Na América Latina, se abre uma grande janela de oportunidade para reconstruirmos as estruturas mínimas de relação com o poder. O setor privado, depois de tanto apanhar, deve ter entendido que é muito mais custoso submeter-se à corrupção que trabalhar honestamente. Os empresários na América Latina em geral sempre acreditaram que era mais rentável pagar subornos que trabalhar com integridade. Hoje em dia, não só está claro que os custos são imensos, haja visto a multa de US$ 2,6 bilhões imposta a uma só empresa [a Odebrecht], como também é grave o comprometimento da reputação da marca e o risco à própria existência das empresas.

Muitas estão quebrando e vão quebrar. Então este setor tem que fazer uma reflexão profunda e a Transparência Internacional busca agora abrir diálogo com esses atores para construir uma nova forma de fazer negócios na América Latina. Além disso, precisamos revisar nossas estruturas políticas: como estão organizados os partidos, como se financiam e quem chega ao poder e para quê.

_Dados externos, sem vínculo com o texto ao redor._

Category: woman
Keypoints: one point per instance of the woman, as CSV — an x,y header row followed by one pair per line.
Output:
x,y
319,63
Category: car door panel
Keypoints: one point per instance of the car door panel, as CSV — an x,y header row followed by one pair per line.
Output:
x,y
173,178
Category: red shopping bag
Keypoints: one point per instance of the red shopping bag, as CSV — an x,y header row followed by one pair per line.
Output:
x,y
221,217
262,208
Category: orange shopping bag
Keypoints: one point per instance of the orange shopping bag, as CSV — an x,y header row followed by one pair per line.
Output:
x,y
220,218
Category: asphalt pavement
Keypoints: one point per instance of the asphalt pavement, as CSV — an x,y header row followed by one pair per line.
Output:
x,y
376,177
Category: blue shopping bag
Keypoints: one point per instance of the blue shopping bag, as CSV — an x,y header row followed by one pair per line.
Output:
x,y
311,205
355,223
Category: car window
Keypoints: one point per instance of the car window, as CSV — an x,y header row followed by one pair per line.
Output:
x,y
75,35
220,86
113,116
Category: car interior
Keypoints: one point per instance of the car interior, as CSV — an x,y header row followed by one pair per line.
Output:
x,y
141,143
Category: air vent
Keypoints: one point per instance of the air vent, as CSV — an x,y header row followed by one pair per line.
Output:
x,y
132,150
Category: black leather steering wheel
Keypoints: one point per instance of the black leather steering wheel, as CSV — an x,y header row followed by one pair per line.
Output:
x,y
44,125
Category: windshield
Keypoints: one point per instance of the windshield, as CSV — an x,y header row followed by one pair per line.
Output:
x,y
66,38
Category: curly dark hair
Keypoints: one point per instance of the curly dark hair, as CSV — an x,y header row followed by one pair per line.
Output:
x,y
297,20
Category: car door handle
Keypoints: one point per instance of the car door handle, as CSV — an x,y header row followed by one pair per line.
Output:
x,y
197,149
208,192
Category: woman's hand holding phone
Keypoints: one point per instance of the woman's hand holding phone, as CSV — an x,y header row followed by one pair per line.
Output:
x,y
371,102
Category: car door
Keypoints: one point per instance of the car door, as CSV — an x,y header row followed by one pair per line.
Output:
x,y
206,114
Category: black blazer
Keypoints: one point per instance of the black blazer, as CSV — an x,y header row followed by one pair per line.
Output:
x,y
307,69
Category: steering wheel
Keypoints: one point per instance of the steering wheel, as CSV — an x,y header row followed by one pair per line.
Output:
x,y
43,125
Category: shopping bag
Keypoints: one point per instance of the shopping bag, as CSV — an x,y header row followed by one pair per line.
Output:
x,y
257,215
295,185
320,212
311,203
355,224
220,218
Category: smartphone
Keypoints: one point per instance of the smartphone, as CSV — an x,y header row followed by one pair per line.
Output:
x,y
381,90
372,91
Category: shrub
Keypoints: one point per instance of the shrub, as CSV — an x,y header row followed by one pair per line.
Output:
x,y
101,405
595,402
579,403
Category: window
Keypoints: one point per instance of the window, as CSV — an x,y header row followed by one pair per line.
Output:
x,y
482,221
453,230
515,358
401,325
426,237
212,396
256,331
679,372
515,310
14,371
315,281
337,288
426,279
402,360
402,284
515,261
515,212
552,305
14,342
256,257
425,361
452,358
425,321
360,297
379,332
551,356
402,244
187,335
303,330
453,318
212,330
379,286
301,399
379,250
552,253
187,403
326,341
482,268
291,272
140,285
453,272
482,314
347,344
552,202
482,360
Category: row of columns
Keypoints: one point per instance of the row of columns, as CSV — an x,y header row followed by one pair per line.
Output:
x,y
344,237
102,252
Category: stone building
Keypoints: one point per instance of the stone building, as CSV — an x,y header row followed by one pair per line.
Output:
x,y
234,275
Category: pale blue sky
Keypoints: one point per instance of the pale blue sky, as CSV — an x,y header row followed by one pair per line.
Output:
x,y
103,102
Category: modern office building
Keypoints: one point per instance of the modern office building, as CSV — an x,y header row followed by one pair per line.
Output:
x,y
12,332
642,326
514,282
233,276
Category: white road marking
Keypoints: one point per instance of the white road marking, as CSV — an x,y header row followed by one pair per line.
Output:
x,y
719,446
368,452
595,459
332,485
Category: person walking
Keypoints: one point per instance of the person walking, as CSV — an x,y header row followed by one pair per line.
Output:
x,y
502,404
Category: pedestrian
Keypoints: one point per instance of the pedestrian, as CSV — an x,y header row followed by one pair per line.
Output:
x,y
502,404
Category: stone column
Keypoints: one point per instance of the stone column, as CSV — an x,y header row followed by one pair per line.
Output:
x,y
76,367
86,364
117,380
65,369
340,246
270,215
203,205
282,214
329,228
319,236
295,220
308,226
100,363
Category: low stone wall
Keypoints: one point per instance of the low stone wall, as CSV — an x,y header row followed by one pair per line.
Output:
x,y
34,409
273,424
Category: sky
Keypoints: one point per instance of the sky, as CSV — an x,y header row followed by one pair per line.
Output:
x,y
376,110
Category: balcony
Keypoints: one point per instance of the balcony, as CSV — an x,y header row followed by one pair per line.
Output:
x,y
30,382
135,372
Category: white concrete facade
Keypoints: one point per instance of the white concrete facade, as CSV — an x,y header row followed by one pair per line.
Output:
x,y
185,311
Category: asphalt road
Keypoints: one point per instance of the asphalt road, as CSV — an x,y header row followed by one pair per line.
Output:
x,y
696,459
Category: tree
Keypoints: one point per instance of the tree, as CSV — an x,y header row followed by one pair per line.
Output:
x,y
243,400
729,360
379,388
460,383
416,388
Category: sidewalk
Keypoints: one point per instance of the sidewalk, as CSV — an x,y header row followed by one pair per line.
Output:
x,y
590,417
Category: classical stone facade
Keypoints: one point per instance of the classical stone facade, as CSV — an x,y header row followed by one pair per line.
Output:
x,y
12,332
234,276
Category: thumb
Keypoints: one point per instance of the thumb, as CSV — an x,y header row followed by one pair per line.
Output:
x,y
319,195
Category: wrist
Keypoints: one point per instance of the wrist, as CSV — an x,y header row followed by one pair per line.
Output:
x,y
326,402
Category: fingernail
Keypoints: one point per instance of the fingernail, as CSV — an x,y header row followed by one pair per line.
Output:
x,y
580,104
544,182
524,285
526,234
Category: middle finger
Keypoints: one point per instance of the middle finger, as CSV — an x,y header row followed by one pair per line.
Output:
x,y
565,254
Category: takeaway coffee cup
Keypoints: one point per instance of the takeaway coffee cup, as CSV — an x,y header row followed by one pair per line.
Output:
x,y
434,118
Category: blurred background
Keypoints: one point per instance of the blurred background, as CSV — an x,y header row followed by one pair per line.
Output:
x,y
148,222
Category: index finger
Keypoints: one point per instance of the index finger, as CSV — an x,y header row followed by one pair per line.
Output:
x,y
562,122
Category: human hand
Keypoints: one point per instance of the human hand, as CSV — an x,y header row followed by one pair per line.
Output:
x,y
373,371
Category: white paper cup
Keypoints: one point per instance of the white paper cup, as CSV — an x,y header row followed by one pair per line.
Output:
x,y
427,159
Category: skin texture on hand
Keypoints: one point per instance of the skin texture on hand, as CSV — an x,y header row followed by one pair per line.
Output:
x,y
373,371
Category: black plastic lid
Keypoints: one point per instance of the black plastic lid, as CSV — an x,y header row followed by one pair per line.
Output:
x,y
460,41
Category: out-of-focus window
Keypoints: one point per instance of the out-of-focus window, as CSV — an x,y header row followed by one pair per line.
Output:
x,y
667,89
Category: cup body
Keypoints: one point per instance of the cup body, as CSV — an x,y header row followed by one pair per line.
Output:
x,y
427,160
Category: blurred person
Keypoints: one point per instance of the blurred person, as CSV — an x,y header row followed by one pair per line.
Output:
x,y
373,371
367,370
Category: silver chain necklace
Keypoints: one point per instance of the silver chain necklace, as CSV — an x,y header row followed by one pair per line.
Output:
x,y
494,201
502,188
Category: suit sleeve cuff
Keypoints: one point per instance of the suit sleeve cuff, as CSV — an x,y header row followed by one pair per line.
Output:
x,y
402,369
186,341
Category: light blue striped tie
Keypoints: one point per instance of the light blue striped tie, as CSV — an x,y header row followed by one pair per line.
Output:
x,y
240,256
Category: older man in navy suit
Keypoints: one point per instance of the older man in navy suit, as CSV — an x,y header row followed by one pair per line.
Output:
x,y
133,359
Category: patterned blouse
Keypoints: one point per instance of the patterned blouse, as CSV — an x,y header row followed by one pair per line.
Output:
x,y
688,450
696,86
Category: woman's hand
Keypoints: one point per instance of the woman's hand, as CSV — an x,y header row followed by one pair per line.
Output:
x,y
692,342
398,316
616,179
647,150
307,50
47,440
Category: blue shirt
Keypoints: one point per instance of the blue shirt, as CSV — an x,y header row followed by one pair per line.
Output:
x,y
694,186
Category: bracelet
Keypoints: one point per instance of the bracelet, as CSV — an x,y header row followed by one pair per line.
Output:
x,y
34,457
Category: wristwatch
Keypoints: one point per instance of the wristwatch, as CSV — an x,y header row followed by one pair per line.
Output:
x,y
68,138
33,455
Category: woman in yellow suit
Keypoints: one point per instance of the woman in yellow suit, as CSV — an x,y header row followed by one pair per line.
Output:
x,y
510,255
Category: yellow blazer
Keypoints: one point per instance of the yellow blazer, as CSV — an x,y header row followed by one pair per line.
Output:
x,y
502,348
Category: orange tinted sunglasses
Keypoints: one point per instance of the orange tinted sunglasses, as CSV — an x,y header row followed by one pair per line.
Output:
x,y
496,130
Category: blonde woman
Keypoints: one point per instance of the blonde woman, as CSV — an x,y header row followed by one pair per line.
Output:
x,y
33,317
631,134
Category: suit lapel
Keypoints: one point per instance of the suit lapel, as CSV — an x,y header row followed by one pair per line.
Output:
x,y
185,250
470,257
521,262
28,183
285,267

Existe a impressão de que a repatriação de recursos é modesta diante dos valores confessados em delações.
Por respeitar o devido processo, precisamente, a repatriação de recursos não é tarefa fácil. Suas regras são muito complicadas. Existem tramas muito sofisticadas para retirar recursos de um país por meio de empresas offshore. Vimos que, apenas no caso da Odebrecht, havia quatro empresas offshore utilizadas para movimentar o dinheiro de um lugar a outro. Um processo de repatriação de dinheiro implica em desmontar todas essas estruturas, o que não é fácil, e distinguir o dinheiro legal do ilegal.

Nosso princípio é que todo recurso proveniente de corrupção deve ser confiscado e repatriado.

Como esses casos de corrupção impactam os cofres públicos?
Estamos falando de um impacto nos orçamentos de 14 países, pelo menos, porque o esquema revelado pela Lava Jato se repetiu como um espelho em cada um dos países para os quais empresas brasileiras exportaram seus serviços e sua corrupção. Esse esquema passa pelo financiamento da política, ou seja, das pessoas que vão assumir o controle do país, passa pelo pagamento de propina a funcionários e parlamentares, para que tomem decisões ilegais em favor das empresas, e passa por um custo extra de obras que têm seu custo multiplicado cinco ou dez vezes. Esse dinheiro é roubado dos cidadãos do país, especialmente dos mais pobres.

Qual o impacto da corrupção no desenvolvimento de um país?
Hoje no mundo já está claro que a corrupção é um dos fatores mais importantes para impedir o desenvolvimento dos países. Em um discurso histórico de 1996, o então presidente do Banco Mundial, James Wolfensohn, disse que a corrupção era um câncer que aprofundava a pobreza e impedia o desenvolvimento. Suas implicações não são apenas morais, elas desviam recursos e verbas que deveriam ser usadas para resolver os problemas fundamentais dos cidadãos.